China’s growth could drop by as much as one percentage point this year if soaring US import tariffs hold up, but its increasingly deep ties with Southeast Asia can help offset that loss, a regional economic surveillance body said on Tuesday.
US import tariffs of 145 per cent on Chinese shipments will limit expansion of the world’s second-largest economy to a “quite optimistic” 4.8 per cent this year, said Hoe Ee Khor, chief economist with the Asean+3 Macroeconomic Research Office (AMRO).
The office made its prediction based on a strong first quarter followed by weak periods, particularly the second half of the year. Beijing has made “around 5 per cent” its
official gross domestic product growth target for 2025.
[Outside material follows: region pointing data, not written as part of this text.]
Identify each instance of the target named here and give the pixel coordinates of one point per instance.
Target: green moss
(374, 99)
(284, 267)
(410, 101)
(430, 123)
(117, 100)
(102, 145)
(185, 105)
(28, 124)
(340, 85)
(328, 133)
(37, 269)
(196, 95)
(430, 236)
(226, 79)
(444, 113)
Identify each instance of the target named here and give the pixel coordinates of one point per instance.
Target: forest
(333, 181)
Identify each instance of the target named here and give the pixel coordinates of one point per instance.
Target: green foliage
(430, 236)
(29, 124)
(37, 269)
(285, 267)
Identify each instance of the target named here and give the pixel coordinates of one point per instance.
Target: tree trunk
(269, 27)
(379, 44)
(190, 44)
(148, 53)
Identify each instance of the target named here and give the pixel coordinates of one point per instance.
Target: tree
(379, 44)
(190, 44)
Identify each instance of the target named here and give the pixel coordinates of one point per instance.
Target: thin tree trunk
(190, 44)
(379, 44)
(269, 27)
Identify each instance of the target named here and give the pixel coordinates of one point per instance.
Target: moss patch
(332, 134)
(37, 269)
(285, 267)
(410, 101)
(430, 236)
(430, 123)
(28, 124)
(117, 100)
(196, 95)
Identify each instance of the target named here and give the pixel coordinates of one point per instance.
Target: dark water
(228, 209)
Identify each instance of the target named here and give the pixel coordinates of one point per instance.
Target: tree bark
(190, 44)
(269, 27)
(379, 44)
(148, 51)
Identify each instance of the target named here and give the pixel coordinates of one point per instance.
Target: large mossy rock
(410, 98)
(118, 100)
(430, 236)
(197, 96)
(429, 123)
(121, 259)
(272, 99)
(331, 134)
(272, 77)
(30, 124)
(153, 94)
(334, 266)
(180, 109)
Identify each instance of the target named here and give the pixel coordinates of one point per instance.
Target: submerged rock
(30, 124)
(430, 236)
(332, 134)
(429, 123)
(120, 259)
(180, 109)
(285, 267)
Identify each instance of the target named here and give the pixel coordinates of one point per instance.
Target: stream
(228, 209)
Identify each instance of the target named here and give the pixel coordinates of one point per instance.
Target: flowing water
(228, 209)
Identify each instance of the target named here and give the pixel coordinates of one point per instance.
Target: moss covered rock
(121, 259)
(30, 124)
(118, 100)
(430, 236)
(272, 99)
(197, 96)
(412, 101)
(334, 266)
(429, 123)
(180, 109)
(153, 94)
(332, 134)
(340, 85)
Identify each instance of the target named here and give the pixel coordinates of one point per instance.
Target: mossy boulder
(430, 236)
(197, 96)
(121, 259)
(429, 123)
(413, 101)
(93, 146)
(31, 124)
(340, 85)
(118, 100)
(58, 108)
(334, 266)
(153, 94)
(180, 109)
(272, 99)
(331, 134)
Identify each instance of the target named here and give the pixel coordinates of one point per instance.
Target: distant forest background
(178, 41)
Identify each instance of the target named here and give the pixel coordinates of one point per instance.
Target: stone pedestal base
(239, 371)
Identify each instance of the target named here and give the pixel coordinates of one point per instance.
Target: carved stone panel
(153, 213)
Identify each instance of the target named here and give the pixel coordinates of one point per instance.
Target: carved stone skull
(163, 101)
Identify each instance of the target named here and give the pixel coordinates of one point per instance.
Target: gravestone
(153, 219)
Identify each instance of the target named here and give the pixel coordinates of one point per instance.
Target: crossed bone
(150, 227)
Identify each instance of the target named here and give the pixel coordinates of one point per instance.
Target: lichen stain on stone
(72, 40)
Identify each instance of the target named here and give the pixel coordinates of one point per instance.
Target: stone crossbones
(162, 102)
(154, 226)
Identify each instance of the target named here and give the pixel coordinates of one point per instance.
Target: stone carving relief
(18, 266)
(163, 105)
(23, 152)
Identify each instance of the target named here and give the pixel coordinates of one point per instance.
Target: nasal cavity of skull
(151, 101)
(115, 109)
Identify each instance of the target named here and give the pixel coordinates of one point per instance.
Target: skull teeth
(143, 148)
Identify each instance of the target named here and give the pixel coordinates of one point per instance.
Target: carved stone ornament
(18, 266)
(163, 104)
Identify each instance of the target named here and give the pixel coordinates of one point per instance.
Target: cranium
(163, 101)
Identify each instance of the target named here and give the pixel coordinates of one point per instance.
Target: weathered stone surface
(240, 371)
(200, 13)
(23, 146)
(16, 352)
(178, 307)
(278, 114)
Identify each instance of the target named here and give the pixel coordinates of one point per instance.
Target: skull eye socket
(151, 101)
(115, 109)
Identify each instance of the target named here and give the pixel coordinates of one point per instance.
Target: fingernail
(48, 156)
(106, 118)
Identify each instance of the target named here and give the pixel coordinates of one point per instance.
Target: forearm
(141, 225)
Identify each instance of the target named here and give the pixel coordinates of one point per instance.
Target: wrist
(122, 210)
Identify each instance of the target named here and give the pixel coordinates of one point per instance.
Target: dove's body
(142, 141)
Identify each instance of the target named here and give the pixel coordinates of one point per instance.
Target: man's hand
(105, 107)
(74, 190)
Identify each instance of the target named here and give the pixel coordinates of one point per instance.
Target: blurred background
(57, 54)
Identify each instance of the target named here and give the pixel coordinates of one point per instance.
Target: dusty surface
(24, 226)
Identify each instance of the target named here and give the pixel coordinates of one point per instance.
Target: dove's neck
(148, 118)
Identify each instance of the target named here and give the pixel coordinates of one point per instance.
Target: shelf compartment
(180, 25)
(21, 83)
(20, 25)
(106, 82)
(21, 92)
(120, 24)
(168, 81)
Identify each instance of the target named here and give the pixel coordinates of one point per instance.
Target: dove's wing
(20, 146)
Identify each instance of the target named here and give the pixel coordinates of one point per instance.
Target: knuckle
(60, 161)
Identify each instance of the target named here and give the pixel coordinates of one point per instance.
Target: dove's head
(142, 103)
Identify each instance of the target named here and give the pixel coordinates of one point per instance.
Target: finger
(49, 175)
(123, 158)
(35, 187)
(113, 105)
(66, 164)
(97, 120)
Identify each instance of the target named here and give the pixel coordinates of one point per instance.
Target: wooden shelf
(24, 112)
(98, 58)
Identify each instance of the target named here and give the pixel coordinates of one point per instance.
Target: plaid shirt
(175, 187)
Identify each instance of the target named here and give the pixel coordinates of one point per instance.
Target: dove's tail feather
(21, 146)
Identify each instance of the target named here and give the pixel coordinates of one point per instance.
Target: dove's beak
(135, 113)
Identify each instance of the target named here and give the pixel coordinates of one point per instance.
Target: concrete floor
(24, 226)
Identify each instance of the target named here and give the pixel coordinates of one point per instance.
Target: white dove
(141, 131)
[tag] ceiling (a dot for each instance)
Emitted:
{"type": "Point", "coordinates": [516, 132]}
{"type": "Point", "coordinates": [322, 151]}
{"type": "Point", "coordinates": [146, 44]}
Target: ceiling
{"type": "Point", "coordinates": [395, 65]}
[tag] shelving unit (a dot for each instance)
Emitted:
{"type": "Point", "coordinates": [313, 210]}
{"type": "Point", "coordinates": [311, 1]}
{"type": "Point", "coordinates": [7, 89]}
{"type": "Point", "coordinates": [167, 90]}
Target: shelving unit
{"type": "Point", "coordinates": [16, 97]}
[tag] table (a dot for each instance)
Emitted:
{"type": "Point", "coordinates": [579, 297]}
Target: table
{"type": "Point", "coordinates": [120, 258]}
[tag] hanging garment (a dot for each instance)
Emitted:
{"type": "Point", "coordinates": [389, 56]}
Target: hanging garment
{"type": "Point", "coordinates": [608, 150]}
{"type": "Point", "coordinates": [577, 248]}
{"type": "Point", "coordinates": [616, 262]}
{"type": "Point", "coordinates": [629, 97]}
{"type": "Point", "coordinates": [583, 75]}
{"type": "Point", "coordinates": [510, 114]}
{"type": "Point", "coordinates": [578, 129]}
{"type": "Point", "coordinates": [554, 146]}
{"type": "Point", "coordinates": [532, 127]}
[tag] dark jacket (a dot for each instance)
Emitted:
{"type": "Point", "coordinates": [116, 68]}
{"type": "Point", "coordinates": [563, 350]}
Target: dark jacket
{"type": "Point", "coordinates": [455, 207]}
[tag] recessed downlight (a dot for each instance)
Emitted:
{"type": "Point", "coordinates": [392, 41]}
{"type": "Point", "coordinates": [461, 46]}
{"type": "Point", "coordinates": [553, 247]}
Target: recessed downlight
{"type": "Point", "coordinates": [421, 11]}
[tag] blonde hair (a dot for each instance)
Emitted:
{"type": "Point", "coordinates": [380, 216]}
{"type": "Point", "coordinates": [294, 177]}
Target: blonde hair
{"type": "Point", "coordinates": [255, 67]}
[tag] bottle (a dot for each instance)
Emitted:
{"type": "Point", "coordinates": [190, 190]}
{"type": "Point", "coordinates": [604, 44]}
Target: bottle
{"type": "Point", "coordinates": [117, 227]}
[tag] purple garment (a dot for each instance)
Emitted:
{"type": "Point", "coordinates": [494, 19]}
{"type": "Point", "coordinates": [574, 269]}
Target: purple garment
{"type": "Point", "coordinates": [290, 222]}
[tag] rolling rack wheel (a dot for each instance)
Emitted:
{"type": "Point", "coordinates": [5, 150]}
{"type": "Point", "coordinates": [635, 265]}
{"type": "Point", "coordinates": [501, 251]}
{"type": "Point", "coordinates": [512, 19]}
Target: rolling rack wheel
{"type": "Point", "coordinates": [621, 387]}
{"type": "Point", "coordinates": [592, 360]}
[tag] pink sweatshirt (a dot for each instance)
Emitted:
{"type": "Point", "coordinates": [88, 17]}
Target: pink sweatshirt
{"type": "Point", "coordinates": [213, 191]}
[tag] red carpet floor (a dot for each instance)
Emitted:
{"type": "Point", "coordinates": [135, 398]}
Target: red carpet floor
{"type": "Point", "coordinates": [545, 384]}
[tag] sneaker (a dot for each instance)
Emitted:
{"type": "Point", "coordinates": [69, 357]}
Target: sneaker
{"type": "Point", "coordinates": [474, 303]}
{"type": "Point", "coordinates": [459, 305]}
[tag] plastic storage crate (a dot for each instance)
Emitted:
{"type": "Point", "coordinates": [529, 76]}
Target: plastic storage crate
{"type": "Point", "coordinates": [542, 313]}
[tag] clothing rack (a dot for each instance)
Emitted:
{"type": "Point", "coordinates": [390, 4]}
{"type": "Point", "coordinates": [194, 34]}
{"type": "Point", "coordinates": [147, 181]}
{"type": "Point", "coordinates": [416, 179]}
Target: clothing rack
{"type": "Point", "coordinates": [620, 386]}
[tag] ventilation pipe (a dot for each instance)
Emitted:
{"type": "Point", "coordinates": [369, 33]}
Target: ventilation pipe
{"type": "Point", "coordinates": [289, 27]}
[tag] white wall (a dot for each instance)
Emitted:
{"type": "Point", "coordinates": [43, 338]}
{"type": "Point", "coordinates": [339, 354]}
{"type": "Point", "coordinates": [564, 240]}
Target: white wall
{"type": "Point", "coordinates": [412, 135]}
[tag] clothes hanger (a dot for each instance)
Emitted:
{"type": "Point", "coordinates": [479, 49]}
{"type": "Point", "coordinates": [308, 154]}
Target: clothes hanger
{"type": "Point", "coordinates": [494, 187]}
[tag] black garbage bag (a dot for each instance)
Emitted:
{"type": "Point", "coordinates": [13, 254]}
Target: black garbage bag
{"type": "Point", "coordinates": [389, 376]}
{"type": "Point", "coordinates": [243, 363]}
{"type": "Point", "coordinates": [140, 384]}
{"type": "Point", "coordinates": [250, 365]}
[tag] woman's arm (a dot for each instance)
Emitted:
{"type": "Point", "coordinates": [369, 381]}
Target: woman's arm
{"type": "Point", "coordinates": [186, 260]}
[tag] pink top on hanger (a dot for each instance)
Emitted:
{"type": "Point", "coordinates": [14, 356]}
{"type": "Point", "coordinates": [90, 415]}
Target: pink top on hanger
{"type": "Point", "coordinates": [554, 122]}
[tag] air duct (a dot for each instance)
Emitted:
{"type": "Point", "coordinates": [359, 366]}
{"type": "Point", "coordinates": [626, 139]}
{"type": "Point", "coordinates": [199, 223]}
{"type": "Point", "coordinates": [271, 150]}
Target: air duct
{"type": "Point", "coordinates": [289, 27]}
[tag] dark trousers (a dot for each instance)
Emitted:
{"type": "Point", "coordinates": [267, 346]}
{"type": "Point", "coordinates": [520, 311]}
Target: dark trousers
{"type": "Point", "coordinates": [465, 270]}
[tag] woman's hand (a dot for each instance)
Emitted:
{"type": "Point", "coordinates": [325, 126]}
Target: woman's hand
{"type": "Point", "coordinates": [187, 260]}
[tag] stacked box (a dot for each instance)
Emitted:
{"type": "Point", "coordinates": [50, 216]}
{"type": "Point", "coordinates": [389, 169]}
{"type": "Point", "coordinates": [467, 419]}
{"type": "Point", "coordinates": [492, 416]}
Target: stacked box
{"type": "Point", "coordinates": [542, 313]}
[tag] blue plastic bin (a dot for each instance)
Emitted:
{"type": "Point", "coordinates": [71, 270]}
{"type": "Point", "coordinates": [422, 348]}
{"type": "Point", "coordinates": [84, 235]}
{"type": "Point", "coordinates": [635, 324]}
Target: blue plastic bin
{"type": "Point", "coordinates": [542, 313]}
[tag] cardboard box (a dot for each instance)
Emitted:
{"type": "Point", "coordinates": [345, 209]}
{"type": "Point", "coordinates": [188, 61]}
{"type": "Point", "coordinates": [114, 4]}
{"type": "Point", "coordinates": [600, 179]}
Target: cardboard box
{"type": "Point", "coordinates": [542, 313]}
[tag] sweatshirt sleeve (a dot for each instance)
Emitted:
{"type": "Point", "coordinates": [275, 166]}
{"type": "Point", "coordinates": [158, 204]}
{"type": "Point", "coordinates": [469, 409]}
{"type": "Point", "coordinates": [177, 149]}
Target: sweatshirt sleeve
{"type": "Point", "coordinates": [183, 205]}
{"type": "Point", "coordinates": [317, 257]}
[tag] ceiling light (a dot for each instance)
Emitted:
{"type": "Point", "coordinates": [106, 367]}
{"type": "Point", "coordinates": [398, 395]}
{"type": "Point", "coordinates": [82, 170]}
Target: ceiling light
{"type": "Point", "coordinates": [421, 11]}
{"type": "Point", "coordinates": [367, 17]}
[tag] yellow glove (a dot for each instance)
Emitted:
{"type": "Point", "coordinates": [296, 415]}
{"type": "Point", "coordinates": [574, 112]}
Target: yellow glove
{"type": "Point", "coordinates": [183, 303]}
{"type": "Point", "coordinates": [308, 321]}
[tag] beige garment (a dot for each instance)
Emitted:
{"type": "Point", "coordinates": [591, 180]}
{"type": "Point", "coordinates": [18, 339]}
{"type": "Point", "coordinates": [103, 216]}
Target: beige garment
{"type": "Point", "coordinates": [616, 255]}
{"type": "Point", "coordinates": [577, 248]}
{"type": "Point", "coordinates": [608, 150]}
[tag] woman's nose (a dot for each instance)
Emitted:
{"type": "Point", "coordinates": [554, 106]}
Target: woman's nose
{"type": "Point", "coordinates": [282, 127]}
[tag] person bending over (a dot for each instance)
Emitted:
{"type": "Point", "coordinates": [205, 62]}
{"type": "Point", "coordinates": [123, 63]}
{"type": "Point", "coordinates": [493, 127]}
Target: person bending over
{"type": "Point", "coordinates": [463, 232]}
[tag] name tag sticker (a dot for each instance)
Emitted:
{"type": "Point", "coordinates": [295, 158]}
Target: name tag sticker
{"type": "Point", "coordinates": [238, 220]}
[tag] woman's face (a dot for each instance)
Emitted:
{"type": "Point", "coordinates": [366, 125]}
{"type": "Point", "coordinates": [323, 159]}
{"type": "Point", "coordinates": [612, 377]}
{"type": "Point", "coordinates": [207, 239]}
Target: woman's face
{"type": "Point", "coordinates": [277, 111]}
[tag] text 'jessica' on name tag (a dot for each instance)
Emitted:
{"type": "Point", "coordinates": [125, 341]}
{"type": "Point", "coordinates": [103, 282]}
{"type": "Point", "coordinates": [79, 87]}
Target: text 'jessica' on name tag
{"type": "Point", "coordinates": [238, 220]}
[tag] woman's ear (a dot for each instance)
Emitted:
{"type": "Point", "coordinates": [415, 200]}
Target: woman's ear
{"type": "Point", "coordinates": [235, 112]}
“With the new tariff of 145 per cent, exports are going to be hit quite hard,” Khor said at a news conference on Tuesday. “The tariff will definitely cause exports from China to drop substantially.”
The economic surveillance office, which tracks developments in China, Japan, South Korea and the 10-member
Association of Southeast Asian Nations (Asean) bloc, said Chinese reliance on the US market – which provided some US$525 billion in export value in 2024 – will set it back this year and next if the US tariff rate does not change, with a projection of 4 per cent GDP growth in 2026.
US President Donald Trump has launched a protracted trade conflict with China, sending tariff rates through the stratosphere and leading to rates of 125 per cent being imposed by Beijing in reply. While there have been recent, perhaps temporary, exemptions allowed
for certain goods, it is unclear how the landscape will evolve.
China’s increasingly tight trade and investment ties with Southeast Asia will help fill the void left by limited access to the US market, AMRO economists said at the conference.